The unfortunate result is that you continue to accumulate knowledge without using it, and the skills you need to refine remain unchanged; they stagnate instead of growing.
Equally problematic is that the more invested you become in going in the wrong direction, the harder it is to see the direction that would take you where you want to go.
So what does work?
If you don’t have enough clients, focus on what you don’t know: how to get clients… how to attract them into your orbit, nurture them, and then enroll them.
And remember:
These are not the skills of your modality.
They’re the skills required to create a business that will support you.
2. It’s a logical trap
The second reason this myth is so insidious is that it can have a terrible effect on how you see yourself, both as a person and as a practitioner.
That’s because when you negate and reverse the two parts of an “if-then” statement, both statements say the same thing. If you accept one statement as true, you are implicitly accepting the other as true.
If you’re good enough, people will come.
… is exactly the same as
If people don’t come, you aren’t good enough.
If you’ve accepted the first statement, you’ve accepted the second one.
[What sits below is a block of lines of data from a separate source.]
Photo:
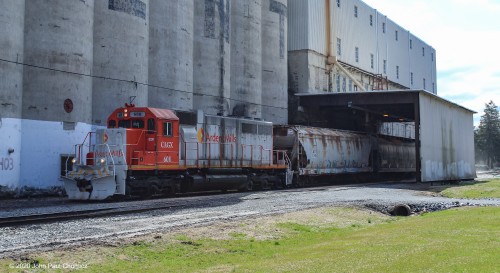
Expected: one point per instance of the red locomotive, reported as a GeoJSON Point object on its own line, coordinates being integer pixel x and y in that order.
{"type": "Point", "coordinates": [147, 151]}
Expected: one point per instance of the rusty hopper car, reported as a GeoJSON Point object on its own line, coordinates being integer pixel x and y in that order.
{"type": "Point", "coordinates": [146, 151]}
{"type": "Point", "coordinates": [318, 152]}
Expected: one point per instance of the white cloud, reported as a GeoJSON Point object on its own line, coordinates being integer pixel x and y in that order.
{"type": "Point", "coordinates": [464, 34]}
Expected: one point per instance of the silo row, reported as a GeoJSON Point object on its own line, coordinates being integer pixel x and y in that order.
{"type": "Point", "coordinates": [84, 58]}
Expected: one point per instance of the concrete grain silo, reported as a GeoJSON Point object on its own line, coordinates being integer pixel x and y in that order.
{"type": "Point", "coordinates": [120, 56]}
{"type": "Point", "coordinates": [171, 33]}
{"type": "Point", "coordinates": [11, 82]}
{"type": "Point", "coordinates": [246, 58]}
{"type": "Point", "coordinates": [57, 96]}
{"type": "Point", "coordinates": [274, 61]}
{"type": "Point", "coordinates": [212, 55]}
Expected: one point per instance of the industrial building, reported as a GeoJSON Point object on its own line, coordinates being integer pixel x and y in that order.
{"type": "Point", "coordinates": [66, 64]}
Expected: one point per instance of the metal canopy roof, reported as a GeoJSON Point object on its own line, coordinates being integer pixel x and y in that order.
{"type": "Point", "coordinates": [385, 106]}
{"type": "Point", "coordinates": [444, 147]}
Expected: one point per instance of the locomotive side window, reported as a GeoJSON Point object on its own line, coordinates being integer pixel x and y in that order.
{"type": "Point", "coordinates": [138, 123]}
{"type": "Point", "coordinates": [151, 126]}
{"type": "Point", "coordinates": [124, 124]}
{"type": "Point", "coordinates": [167, 129]}
{"type": "Point", "coordinates": [112, 123]}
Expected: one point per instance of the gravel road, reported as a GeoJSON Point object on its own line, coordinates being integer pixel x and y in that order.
{"type": "Point", "coordinates": [206, 210]}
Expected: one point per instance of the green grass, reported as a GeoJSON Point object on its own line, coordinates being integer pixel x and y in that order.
{"type": "Point", "coordinates": [457, 240]}
{"type": "Point", "coordinates": [475, 189]}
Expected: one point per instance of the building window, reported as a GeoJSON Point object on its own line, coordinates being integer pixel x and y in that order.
{"type": "Point", "coordinates": [339, 47]}
{"type": "Point", "coordinates": [66, 164]}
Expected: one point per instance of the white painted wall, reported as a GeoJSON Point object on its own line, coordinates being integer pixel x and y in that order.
{"type": "Point", "coordinates": [10, 163]}
{"type": "Point", "coordinates": [447, 137]}
{"type": "Point", "coordinates": [43, 144]}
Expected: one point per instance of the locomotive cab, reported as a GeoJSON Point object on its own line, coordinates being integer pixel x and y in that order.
{"type": "Point", "coordinates": [152, 135]}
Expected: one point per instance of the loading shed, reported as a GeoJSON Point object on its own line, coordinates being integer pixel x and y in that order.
{"type": "Point", "coordinates": [443, 131]}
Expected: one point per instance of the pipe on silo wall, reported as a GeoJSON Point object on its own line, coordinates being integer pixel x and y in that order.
{"type": "Point", "coordinates": [171, 32]}
{"type": "Point", "coordinates": [11, 82]}
{"type": "Point", "coordinates": [274, 61]}
{"type": "Point", "coordinates": [246, 58]}
{"type": "Point", "coordinates": [57, 83]}
{"type": "Point", "coordinates": [211, 56]}
{"type": "Point", "coordinates": [121, 41]}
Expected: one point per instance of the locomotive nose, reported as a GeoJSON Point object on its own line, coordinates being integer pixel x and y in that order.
{"type": "Point", "coordinates": [84, 185]}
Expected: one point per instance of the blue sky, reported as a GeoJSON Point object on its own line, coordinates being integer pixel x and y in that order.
{"type": "Point", "coordinates": [465, 34]}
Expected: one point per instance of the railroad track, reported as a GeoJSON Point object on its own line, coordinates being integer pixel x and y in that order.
{"type": "Point", "coordinates": [78, 214]}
Even if you don’t consciously recognize it, it becomes part of your inner processing because it’s logically consistent.
And while the first statement is aspirational, the second is demoralizing.
If you believe the first statement, you cannot ignore, dismiss, escape, or choose NOT to believe the second one.
This puts you in a difficult relationship with your inner voices, because even if you try to wriggle out of it on a conscious level, they get exactly what it means. Instead of being a reliable and consistent support for building your practice, they are likely to become a constant drain that saps your energy along with your confidence.
To reject the second statement, you have to reject the first one.
It’s not that being a good practitioner is unimportant… it’s that being a capable practitioner is only one factor in building a solid practice.
If you believe it’s all that’s required, you limit your options for getting clients. You limit what you are interested in learning. You limit your income. You limit the help you are able to offer to people who need you.
And if you take one advanced training after another but you still don’t get more clients, you severely impact the way you view yourself as a practitioner and risk eroding your self-confidence.
What if this were true instead?
Graduation from a practitioner training program means your trainers believe you have enough knowledge and skill to begin… and there are enough clients who need the help you can give at that time, for you to make a living.
What if you believed that your trainers knew what they were doing when they said you were ready, and that at every level of your ability, there are people who need your help?
What would change?
What would have to change in you, in order for you to embrace it whole-heartedly and show up in the world as if it were true?